Bajo ese prisma foucaultiano, la vieja guerra entre España y Catalunya, el conflicto entre dos visiones sobre cómo articular no diré la convivencia sinó la vecindad -una, más bien por cojones; la otra, de común acuerdo- solo asiste ahora a un momento especialmente intenso, un capítulo más, eso sí, consecuencia de la (pen)última gran batalla. Esa guerra no se va a acabar ni en el caso que se imponga la política de tierra quemada desplegada por el gobierno y los aparatos del nuevo régimen español, ni en el muy poco probable escenario que las razones del independentismo -que cada vez son más- aceleren el tránsito hacia el objetivo perseguido, la constitución de un Estado catalán soberano reconocido (el problema fundamental no es de viabilidad, como todo el mundo sabe o intuye, sino de reconocimiento)

España, esa España que parece haberse impuesto aunque en realidad ha perdido todos los “referéndums” celebrados desde el 9-N, vive el escenario de la independencia de Catalunya como el fin de su recorrido histórico. Los aparatos estatales y las elites rectoras españolas están decididas a cargarse la democracia antes que una Catalunya independiente se las cargue a ellas. Esa hipótesis de fin de régimen es tan real que el poder español ha llegado a imaginarse de nuevo bombardeando Barcelona como antaño (ahí se paró la república del 27 de octubre) para doblegar de nuevo a los catalanes. Y, como no puede hacerlo -Europa, pese a todo, obliga- sueña con gobernar y administrar Catalunya con el 155 durante todo el tiempo que haga falta. Ora prometiendo infraestructuras cortocircuitadas durante décadas, como hizo el ministro-conseller De la Serna, ora reconquistando la escuela catalana, esa fábrica (lingüística) de independentistas, con el programa anti-immersión de Albert Rivera.
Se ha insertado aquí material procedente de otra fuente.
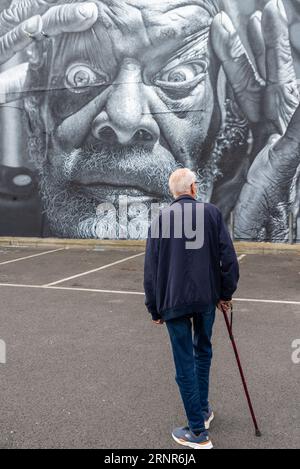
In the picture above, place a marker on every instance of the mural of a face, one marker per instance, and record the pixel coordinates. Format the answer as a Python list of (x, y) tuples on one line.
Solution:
[(121, 92), (128, 101)]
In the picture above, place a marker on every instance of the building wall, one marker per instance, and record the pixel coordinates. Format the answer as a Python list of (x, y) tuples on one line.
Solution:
[(99, 107)]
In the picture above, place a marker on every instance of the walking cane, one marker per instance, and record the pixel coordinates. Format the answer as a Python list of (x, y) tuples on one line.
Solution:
[(230, 331)]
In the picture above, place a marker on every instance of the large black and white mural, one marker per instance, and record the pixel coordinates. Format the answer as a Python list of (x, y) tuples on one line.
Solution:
[(100, 101)]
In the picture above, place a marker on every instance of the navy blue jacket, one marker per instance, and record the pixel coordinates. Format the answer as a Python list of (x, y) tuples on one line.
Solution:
[(180, 281)]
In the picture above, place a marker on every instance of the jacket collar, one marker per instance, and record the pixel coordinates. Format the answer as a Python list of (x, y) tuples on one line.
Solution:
[(182, 197)]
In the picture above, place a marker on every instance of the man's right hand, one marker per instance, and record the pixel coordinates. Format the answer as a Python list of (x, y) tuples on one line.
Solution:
[(159, 322), (224, 306)]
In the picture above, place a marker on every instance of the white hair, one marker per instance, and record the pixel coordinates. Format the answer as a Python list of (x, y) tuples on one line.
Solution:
[(181, 180)]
La España que parece haberse impuesto aunque en realidad ha perdido todos los "referéndums" desde el 9-N vive el escenario de la independencia de Catalunya como el fin de su recorrido histórico

Méndez de Vigo no sabe muy bien cómo aplicar esas resoluciones judiciales que, a caballo de la sentencia que fulminó el Estatut en el 2010, permiten introducir un 25% de horas de castellano en la escuela catalana. Pero, pese a ello, el gobierno de Madrid -y los poderes del nuevo régimen- ha  hecho una lectura correcta de la situación: la guerra no ha terminado porque los independentistas podrían ganar. Carles Puigdemont también ha realizado la lectura correcta: si cede, si acepta una mera investidura simbólica, Madrid habrá ganado la (pen)última batalla. Una investidura, y este no es un detalle menor, que será tan performativa como imposible de llevar a cabo en el Parlament porque ERC ha decidido que ya ha cubierto su cupo de mártires del procés -de lo contrario, Roger Torrent ya la habría permitido-.

Dicho de otra manera: si ERC y el PDeCAT no aceptan que lo que llaman el presidente o presidenta “efectivo”, el presidente en Barcelona, solo podrá ser una suerte de Molt Honorable por delegación, y que será Puigdemont quien mande,  Madrid habrá ganado la (pen)última batalla.

Pedro Teixeira Albernaz (1656) Madrid (1)

Mantua Carpetatorum sive Matritum Urbs Regia (Plano de Madrid) de Pedro Teixeira (1656). / WIKIPEDIA

La decisión no estriba entre elegir un presidente “real” en Barcelona o uno en Bruselas. Ese es el campo de juego que el gobierno del PP y los aparatos del Estado quieren imponer a una Catalunya falsamente derrotada. Si el independentismo compra ese marco, estará perdido. La aplicación del 155, que no parece conocer límites, anuncia el rediseño del principio de autonomía bajo el nuevo régimen. La autonomía va a ser reseteada en clave de graciosa concesión a Catalunya del soberano España; no como derecho histórico anterior a la Constitución y, en todo caso, reconocido y amparado por esta. Una concesión, además, siempre revocable. Lo que es diametralmente opuesto al pacto entre iguales representados en los respectivos parlamentos que se substanció formalmente en el Estatut. El armisticio (relativo) de la transición. Los "autonomistas" de buena fe deberían estar preocupados por la factura de no aceptar un referéndum de independencia.

Lo que debe decidir en este momento el independentismo es si quiere que Catalunya se gobierne desde Bruselas o desde Madrid. He ahí el verdadero dilema que deberá resolver más pronto que tarde. Continuará.